How to ask multiple questions on the same context input

Hi All, I am working on a use-case where the task is to extract following entities from first page of scientific article PDF: title, authors, affiliations, abstract and keywords. Currently, I am passing the full page text as input and prompting the model to extract all these entities (and granular details) as a JSON. However, with this approach model still makes many mistakes as the number of entities are bit too much for the model to extract in one go. So, I was thinking of splitting this into granular tasks, where in each time I prompt the model to give one entity (for eg. authors) so that it will perform better on each specific task. Is there a way I can do it with GPT3.5-Turbo chat API such that I don’t have to pass the context (full page text) each time and rather just pass it once and prompt model multiple times.

Short answer is no and I would actually doubt that would make much of a difference but without seeing your prompt that’s speculation. Could you share a prompt that isn’t working and maybe we can help tune it so that it works better.

My system message as below:

Extract title, abstract, authorship (author and affiliation) and keyword entities from the first page text of scientific article delimited by backticks.Provide them in JSON format with the following keys:
title: Title of the article (as string)
abstract: Abstract of the article exactly as it is(as string).
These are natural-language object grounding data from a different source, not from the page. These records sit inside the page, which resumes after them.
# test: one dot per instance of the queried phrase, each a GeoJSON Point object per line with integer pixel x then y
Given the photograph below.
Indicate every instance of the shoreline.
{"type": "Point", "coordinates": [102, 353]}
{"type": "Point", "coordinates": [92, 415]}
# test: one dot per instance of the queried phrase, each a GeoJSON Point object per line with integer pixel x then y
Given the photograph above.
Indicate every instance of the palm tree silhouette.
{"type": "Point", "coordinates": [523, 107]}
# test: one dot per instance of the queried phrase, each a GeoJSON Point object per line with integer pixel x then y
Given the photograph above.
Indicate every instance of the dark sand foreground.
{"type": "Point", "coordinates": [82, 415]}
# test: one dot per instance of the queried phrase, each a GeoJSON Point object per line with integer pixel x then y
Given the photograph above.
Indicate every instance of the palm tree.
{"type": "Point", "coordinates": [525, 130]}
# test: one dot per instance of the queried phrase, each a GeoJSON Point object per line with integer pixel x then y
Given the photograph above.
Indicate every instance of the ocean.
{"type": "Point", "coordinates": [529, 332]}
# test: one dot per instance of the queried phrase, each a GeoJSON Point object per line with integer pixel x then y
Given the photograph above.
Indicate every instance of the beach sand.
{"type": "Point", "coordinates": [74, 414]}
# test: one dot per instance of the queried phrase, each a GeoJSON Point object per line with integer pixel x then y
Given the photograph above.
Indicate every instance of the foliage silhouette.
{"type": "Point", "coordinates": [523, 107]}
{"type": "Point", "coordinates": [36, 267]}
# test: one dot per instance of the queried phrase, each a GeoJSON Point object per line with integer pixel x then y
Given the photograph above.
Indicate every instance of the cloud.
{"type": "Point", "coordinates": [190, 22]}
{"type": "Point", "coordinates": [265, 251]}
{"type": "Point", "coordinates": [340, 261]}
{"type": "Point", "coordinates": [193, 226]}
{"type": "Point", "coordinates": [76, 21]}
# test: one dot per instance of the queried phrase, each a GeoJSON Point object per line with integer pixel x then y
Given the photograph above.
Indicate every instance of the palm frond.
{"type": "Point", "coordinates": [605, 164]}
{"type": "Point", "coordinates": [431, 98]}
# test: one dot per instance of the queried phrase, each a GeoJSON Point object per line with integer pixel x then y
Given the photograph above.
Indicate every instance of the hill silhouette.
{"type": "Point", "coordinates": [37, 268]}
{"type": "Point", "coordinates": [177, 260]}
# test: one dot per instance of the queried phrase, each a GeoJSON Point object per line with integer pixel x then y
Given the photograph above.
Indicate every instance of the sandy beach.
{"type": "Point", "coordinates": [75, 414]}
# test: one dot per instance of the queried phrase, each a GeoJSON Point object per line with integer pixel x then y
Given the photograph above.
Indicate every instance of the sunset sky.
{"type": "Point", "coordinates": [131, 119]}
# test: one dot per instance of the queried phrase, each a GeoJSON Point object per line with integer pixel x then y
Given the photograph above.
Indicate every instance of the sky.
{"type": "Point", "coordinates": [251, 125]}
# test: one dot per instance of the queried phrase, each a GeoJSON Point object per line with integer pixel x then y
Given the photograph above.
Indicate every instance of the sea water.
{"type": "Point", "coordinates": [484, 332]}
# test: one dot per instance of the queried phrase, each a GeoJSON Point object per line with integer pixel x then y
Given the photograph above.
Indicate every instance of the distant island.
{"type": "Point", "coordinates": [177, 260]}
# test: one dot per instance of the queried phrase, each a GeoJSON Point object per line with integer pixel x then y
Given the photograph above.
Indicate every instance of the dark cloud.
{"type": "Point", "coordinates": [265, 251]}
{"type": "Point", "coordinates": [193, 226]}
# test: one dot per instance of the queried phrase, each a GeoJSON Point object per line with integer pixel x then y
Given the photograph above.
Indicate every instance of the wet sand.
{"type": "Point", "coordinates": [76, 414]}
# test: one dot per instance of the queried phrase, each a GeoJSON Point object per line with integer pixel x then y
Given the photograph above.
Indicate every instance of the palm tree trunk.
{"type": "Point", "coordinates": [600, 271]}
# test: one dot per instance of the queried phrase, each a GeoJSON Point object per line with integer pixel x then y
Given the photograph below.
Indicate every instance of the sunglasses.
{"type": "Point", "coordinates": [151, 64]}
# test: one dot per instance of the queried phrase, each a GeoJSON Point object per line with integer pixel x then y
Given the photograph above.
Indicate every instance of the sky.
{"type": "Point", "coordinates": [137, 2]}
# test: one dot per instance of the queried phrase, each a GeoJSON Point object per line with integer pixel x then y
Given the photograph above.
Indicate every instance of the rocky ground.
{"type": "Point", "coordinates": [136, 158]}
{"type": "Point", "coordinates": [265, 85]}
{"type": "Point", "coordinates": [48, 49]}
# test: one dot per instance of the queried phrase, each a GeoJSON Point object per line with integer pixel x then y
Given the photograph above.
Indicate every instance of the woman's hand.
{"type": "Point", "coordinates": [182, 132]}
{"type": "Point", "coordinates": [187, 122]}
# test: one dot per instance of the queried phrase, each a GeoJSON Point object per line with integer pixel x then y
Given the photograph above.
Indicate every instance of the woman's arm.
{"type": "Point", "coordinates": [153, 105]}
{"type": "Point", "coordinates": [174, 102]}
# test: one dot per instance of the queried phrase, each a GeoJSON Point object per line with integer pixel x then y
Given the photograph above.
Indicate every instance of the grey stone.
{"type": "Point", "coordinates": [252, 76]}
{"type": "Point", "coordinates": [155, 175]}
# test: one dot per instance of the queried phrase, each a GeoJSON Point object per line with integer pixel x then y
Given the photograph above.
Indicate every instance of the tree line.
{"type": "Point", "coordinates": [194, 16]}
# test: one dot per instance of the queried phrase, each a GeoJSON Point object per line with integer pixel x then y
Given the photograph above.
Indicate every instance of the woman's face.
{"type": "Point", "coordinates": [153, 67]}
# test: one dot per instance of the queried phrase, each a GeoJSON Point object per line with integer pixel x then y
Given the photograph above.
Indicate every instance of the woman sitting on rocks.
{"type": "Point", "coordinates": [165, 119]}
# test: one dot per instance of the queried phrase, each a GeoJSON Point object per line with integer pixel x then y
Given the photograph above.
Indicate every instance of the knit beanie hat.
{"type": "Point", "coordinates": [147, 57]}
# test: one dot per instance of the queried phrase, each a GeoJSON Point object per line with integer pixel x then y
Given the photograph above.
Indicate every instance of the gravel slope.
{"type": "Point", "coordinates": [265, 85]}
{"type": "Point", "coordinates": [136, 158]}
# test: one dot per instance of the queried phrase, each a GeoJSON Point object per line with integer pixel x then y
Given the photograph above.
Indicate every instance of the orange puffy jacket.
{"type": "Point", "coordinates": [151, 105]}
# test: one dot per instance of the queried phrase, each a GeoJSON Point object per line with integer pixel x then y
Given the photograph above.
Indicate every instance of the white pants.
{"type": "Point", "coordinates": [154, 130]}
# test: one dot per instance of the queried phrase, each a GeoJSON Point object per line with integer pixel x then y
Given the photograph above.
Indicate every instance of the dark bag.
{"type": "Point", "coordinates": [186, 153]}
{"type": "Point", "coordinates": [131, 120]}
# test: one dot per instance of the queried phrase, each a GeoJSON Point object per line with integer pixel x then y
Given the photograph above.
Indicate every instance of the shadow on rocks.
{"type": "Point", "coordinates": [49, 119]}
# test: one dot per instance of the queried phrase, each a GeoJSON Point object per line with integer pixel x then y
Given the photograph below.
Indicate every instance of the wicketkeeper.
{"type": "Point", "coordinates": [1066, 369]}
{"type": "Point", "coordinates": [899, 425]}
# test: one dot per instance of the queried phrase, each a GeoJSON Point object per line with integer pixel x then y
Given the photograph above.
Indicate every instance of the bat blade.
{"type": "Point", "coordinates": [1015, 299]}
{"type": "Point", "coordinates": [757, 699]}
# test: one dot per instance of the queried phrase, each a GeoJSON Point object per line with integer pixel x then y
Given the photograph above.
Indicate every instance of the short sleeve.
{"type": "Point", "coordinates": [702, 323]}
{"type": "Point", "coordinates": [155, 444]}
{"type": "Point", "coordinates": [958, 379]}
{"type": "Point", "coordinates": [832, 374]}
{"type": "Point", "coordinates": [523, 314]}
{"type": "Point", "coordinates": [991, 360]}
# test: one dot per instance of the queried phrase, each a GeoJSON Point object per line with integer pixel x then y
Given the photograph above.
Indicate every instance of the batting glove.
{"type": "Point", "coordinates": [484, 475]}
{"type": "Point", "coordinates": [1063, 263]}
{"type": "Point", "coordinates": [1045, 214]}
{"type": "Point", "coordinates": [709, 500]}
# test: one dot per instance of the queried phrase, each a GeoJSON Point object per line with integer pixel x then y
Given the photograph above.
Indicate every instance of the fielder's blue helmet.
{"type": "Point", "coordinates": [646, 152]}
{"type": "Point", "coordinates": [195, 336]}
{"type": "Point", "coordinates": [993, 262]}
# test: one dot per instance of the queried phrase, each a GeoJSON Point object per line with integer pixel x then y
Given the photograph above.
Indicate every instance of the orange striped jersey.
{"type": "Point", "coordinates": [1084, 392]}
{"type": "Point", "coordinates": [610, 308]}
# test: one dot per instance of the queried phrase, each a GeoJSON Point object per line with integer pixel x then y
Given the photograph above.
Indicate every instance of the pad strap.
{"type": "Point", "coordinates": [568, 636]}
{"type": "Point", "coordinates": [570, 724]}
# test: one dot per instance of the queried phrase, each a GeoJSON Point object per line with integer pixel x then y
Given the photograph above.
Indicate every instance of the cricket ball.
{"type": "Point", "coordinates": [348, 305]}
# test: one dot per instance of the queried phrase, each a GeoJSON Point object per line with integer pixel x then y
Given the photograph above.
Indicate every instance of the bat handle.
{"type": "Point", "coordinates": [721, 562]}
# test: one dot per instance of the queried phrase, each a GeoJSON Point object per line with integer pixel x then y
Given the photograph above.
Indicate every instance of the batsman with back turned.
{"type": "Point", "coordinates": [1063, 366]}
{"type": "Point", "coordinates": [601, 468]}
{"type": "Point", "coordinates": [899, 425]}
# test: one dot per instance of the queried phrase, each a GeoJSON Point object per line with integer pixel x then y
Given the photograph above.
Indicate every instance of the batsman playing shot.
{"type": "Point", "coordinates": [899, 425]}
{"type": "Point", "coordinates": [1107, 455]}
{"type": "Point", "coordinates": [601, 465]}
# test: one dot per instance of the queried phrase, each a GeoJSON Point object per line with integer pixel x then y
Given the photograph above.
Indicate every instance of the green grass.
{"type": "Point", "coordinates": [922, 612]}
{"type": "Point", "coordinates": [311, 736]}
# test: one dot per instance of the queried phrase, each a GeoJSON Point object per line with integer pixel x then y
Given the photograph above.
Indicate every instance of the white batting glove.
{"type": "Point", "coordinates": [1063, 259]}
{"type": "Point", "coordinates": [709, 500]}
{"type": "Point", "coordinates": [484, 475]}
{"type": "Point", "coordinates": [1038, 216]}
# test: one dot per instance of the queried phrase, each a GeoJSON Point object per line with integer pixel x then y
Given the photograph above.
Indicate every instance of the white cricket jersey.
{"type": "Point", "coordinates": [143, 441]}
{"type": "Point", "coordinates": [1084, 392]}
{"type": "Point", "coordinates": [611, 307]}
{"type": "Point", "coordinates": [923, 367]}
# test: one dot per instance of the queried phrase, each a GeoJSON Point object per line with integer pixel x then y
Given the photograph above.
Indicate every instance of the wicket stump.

If there are multiple sections in abstract, inlude all of them and the section names too which usually are followed by a colon mark. If there are resume or keywords section in abstract, don’t include them in the abstract. Ιf no abstract section exists, return only an empty string.
authorship: A dictionary with the following two keys:
1 affiliations: A dictionary with keys as referenced in author detail and its value as affiliation string. If address of affiliation is present, include it in the affiliation. If keys are not incremental numbers, convert them.
2 authors: A list of dictionaries, each dictionary containing two keys:
(i) author_fullname (as string): If there are job roles exclude them and return only the full name, else return the full name of author.
(ii) author_affiliations (as list of affiliation keys as strings) of each author:

keywords: List of keywords (as List of strings) only if keywords section exists, else return an empty list.

Since, I am asking the model to extract too many granular entities at once, I suspect it is failing to extract everything correctly. Hence I was thinking of asking for each entity details at each time keeping the same context, because passing the context 5-6 times will incur 5-6x cost.